I need bumpers in my N 55 environment. I cannot find any. Is it because I can use a N 80 bumper, instead? After all, at this point -the end of the track- the height of the rail should not matter, right?


----------



## sawgunner (Mar 3, 2012)

i got plenty of code 80 ones how many ya looking for?


----------



## Carl (Feb 19, 2012)

Only issue with height of bumper is little curved pin on the underside of the coupler. If this should strike your bumper it MAY knock the coupler out of alignment. Best to have the coupler stick the bumper.


----------



## Roberto Lodigiani (Jun 7, 2013)

*N 80 Bumper adaptation to N 55*

Thank you Carl. Eventhough I don't understand your solution because I don't have the bumper in front of me (it also depend on the brand of the bumper).

Let's see if you can tell me if this will work...

I have an Atlas N 55 environment with tracks without roadbeds.

Can I use the Atlas N 80 bumber with the following modifications?:
1. Remove the joiners from the N 55 track.
2. Remove the joiners from the N 80 bumper.
At this point I can put the ends together (no joined and the rails a different height). See attachment

This is why I think a N 80 bumber will work. The bumber's bumper should touch the car's bumber before the car's wheels reach the bumper's rails.


----------



## Roberto Lodigiani (Jun 7, 2013)

Thank you Sawgunner but the moment i'm not buying.


----------



## Carl (Feb 19, 2012)

What I was referencing was the trip pin on the Micro-Train couplers. That pin is used for the uncoupling feature of the coupler. If it is not in correct alignment, coupler can be negatively impacted. 

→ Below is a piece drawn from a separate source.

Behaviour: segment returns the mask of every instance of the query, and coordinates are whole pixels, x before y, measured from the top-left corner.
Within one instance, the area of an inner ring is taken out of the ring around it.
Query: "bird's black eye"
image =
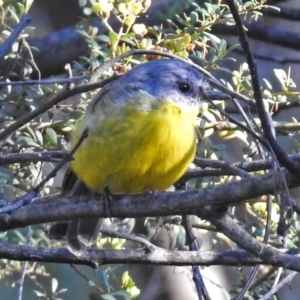
[[[183,94],[188,93],[190,91],[190,85],[188,83],[179,82],[178,88]]]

If the pin can go under or over the bumper, then one should not have a problem with trip pin alignment.

The picture shows the coupler and the curved trip pin


It appears, from your drawing, that the pin alinement might not be impacted.


----------



## Roberto Lodigiani (Jun 7, 2013)

*I think it will work*

Based on your picture, I believe also I will not have problems with the bumper because the pin will fit under the bumber (I'm not looking at Atlas bumper, but the kind in the attachment). Thank you for your time.


----------